One hundred and eighty or so young speed skaters from across the province had registered to race at the Gerry McCrory Countryside Sports Complex, this coming weekend, host venue for the Ontario Provincial "B" Speed Skating Championships.
And though fears over the spread of COVID-19 have derailed this event, and pretty much every other sporting competition in its path, the virus has done nothing to negate the progress that the Sudbury Sprinters speed skating club has made in recent years.
"Five years ago, the club was very small, down to six or seven members," explained Sprinters club president Serge Loiselle, one of several individuals that figured prominently in the successful bid to stage the province-wide meet in Sudbury.
"We've been growing over the past few years," he added. "In the greater scheme of Ontario speed skating, Sudbury is a smaller, fringe club. I kind of wanted to bring us back on the circuit, and recognized."
"We wanted to host a competition because competitions do bring money, to help the club. Unfortunately, we really couldn't host a small regional competition, because we just wouldn't have the people come up. We kind of had to go for the gusto, a little bigger event" - an event that is no more.
Not that this changes the outlook for a group of enthusiasts, practitioners of an under the radar athletic activity that has somehow captivated individuals locally in a whole variety of ages and sizes.
Ten year old Zavier Simard is in his second year with the club, his mother the catalyst for a pastime that seems to have hit home with the grade four student at Ecole publique Helene Gravel. "I liked skating and tried hockey, but didn't really like it," said Simard. "Then my mom saw a picture of speed skating on Facebook, and she asked me if I wanted to try it."
"It was different.

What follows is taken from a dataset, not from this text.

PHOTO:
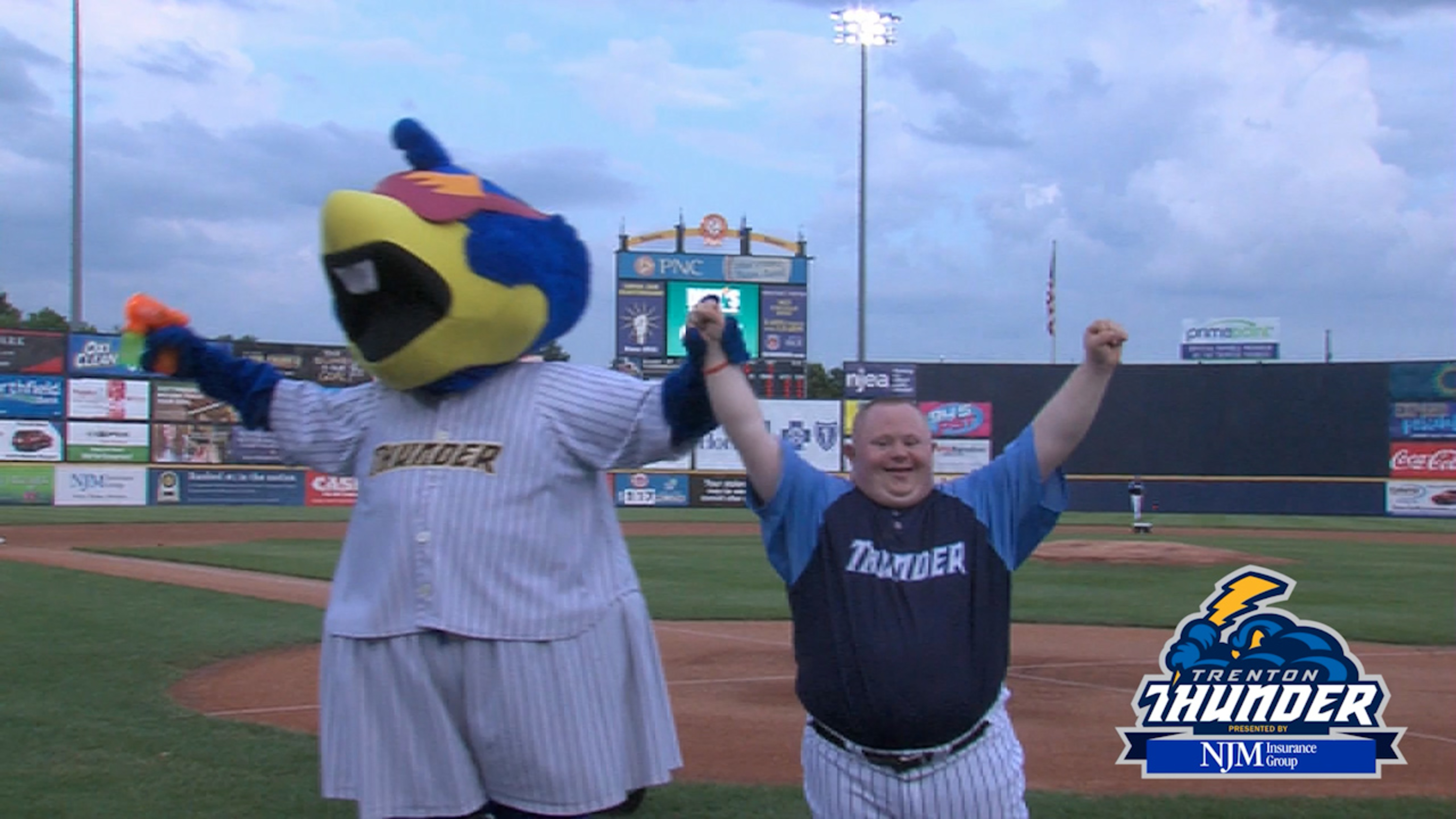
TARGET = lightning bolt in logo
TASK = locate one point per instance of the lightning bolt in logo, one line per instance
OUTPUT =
(1240, 597)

You need to get lower to get a bigger push. And when you walk, you can't walk like you would on hockey skates. You walk in a V."

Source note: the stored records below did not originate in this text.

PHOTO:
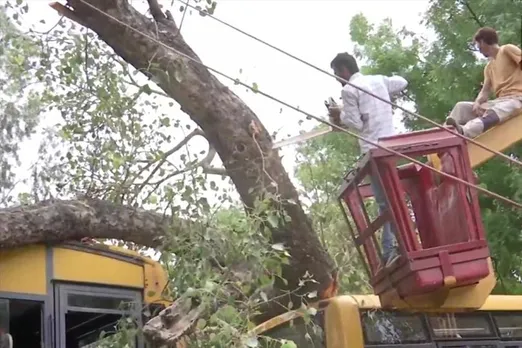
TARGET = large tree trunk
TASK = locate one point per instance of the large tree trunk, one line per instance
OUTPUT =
(230, 126)
(54, 221)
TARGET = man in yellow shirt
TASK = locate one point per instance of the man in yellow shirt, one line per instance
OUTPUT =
(503, 76)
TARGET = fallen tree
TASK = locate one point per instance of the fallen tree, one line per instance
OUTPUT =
(229, 125)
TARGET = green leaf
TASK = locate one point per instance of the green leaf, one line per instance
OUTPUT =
(289, 344)
(273, 221)
(278, 246)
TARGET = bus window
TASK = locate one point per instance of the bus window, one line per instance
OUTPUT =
(382, 327)
(509, 325)
(459, 326)
(22, 319)
(304, 334)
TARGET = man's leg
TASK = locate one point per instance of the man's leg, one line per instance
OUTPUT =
(498, 111)
(389, 252)
(461, 114)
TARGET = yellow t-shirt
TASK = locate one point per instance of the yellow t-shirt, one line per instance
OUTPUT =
(504, 71)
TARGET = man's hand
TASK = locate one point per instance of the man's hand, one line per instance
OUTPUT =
(477, 109)
(334, 113)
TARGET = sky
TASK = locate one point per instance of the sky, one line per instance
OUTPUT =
(314, 30)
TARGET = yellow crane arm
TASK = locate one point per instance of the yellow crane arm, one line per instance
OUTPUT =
(498, 138)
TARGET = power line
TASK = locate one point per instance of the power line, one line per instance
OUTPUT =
(490, 193)
(498, 153)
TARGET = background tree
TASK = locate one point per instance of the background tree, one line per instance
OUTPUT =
(112, 143)
(440, 73)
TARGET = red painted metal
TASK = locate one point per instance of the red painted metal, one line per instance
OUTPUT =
(440, 235)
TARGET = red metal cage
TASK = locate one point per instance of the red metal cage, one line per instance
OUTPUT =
(437, 220)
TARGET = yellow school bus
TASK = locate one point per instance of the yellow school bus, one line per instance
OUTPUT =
(66, 295)
(359, 321)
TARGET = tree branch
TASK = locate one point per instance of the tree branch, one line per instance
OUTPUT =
(158, 14)
(54, 221)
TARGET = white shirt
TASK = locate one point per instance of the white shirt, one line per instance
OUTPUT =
(368, 116)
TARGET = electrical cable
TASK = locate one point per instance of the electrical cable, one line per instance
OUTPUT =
(490, 193)
(411, 113)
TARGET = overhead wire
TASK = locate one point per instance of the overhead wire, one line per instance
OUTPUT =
(236, 81)
(411, 113)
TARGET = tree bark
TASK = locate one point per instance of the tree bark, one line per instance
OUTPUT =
(55, 221)
(230, 126)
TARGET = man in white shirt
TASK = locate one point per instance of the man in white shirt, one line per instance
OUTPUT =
(372, 119)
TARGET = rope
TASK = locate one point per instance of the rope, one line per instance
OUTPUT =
(411, 113)
(319, 119)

Racing last year for the very first time, Simard has competed in distances ranging from two to four to six laps. "I think my favourite is six," he explained. "I will start a bit slower, in the first two laps, because if I start too fast, I will get tired. But then I pretty much sprint my last four laps."

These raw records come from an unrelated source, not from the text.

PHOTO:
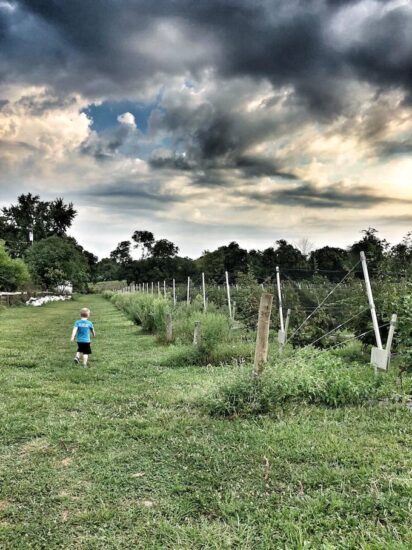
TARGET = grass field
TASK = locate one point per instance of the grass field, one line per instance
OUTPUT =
(122, 455)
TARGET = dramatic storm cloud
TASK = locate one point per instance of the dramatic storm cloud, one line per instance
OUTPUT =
(248, 119)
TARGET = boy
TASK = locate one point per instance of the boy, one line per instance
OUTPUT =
(82, 329)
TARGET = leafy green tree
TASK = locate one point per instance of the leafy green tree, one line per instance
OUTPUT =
(231, 258)
(55, 260)
(107, 269)
(145, 241)
(121, 254)
(13, 273)
(43, 218)
(329, 259)
(164, 249)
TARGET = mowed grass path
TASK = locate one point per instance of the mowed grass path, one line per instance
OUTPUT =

Striding past, at practice, to the outside of Simard, 27 year old Jordan Tingle might well offer the most unique rationale, that we have heard to date, regarding jumping into the speed skating spectrum. "I've played a lot of sports, and they were never suited for my body type," suggested the Toronto native, who accepted a work-related move to Sudbury some three years ago.
"I was curious about speed skating and googled the national team and a bunch of the skaters were about my size - 5'9" and 160 pounds. I thought why not take up something that suits my physiology."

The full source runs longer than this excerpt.